In contrast to the 5.2-inch P8, the P8max pushes its screen size all the way up to 6.8 inches, while keeping its 1080p resolution. Huawei points out how this grants the phone a quite high screen-to-face ratio, with the display filling 83 percent of the handset’s front panel. Battery capacity grows to 4360mAh while still managing to keep the phone’s body very thin – just 6.8mm. The P8’s 13MP OIS-assisted main camera is back, though front-facer resolution drops to 5MP. Sales of the P8max will get underway for just about 550 EUR for the 16GB edition, with a 64GB premium version of the handset demanding an extra 100 EUR.

As for the P8 Lite (above), we’ve heard a lot less, but we do have a few specs to refer to.

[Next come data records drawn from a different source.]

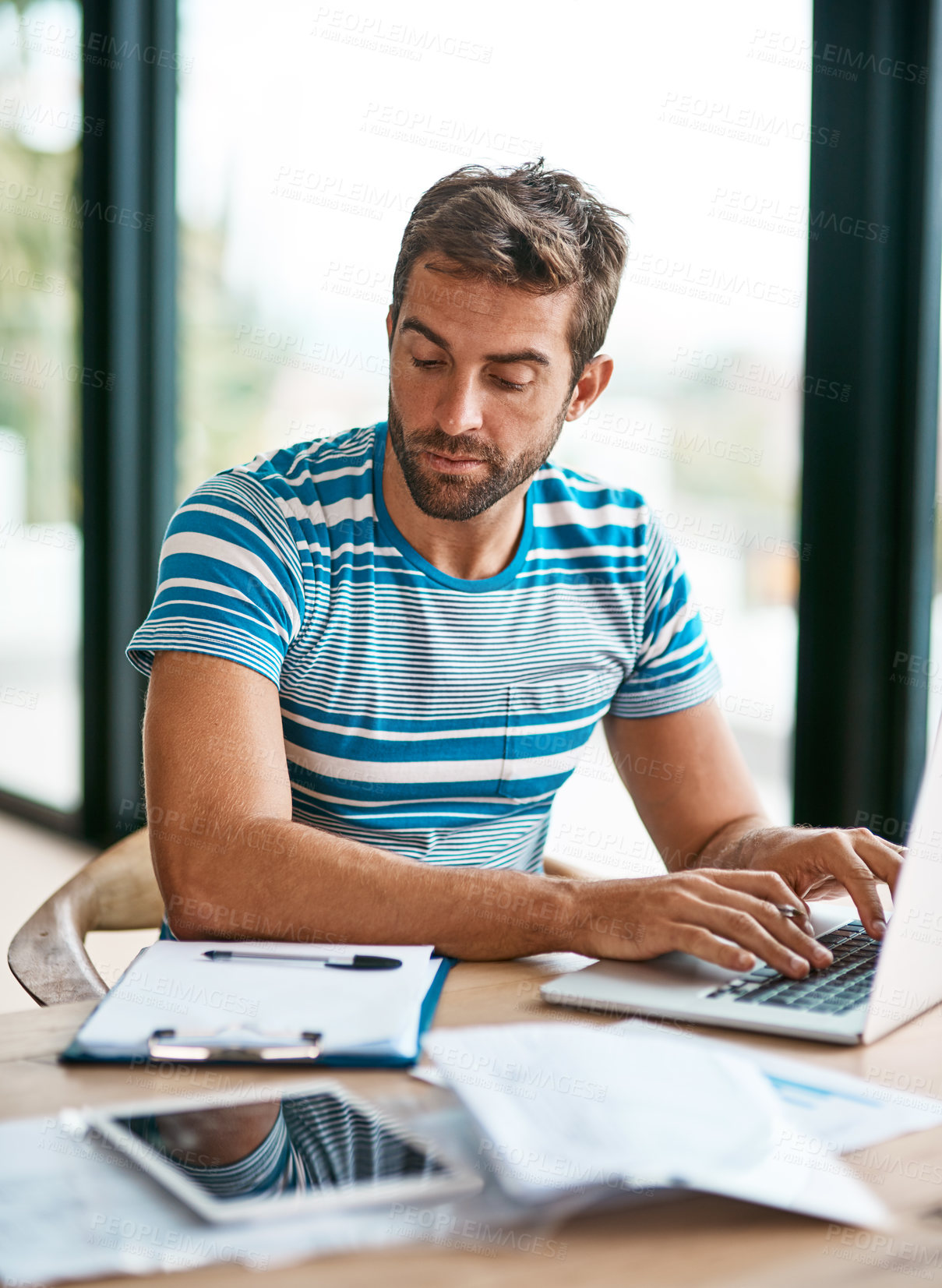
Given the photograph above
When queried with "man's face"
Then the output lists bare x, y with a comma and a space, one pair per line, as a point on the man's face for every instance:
480, 390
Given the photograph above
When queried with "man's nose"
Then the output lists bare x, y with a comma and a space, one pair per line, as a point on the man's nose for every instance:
459, 408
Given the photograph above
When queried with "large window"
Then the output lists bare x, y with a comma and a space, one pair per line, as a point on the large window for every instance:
41, 125
291, 201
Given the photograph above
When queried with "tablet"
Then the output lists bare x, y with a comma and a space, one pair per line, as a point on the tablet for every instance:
266, 1153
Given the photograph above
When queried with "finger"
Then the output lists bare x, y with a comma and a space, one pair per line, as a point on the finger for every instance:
879, 856
763, 885
861, 885
790, 933
748, 933
701, 943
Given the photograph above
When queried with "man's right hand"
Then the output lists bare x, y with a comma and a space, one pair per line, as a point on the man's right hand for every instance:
727, 917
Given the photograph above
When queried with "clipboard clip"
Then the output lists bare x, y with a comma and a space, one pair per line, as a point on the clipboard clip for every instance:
234, 1046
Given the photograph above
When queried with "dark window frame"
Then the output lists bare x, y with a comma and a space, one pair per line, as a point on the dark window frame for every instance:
869, 471
873, 323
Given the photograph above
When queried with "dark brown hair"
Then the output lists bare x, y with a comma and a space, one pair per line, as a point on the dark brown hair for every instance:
540, 230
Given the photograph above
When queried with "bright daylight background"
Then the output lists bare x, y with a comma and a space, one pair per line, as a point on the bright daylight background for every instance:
305, 136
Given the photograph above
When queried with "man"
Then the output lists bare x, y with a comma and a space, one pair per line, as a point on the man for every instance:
376, 658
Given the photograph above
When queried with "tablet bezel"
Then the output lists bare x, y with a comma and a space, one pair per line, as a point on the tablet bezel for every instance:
457, 1181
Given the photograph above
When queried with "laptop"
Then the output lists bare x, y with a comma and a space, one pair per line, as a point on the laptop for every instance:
871, 987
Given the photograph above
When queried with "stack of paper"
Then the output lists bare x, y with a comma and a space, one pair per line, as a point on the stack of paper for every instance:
575, 1106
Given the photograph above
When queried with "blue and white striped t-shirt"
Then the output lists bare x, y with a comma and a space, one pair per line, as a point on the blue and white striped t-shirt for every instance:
425, 714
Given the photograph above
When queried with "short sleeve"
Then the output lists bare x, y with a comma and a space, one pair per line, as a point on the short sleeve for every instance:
674, 668
230, 580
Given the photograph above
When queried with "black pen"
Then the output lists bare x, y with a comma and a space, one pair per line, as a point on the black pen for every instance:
360, 961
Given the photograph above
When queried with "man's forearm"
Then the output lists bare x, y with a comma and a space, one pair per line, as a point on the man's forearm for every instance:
290, 881
732, 846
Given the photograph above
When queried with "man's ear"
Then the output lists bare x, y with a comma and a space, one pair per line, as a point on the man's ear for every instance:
591, 386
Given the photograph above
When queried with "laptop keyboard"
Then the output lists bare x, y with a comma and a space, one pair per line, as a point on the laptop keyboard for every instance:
831, 990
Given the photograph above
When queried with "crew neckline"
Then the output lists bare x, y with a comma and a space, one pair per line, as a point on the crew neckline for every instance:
471, 585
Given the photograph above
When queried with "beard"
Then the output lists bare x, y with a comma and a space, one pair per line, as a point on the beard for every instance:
457, 496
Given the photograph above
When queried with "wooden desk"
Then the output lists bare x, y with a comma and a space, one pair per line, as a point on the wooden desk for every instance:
693, 1242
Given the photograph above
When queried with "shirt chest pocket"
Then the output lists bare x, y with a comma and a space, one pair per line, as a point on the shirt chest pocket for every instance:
548, 723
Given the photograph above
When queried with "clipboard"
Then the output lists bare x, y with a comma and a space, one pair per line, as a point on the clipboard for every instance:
248, 1043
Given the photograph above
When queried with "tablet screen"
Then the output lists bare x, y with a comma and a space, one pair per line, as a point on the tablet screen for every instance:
264, 1150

The phone should get a 5-inch 720p display, move down to a 1.2GHz Kirin 620 SoC, have 2GB of RAM, and offer a single 16GB storage option (though with microSD expandability). It’s got a 13MP/5MP camera setup, a 2200mAh battery, and a still-thin-but-not-boundary-pushing 7.77mm-thick body. We’re still waiting on pricing details.

Update: The P8 Lite’s status at the moment is a bit uncertain. Huawei prepared launch materials for the phone, but hasn’t made a public announcement.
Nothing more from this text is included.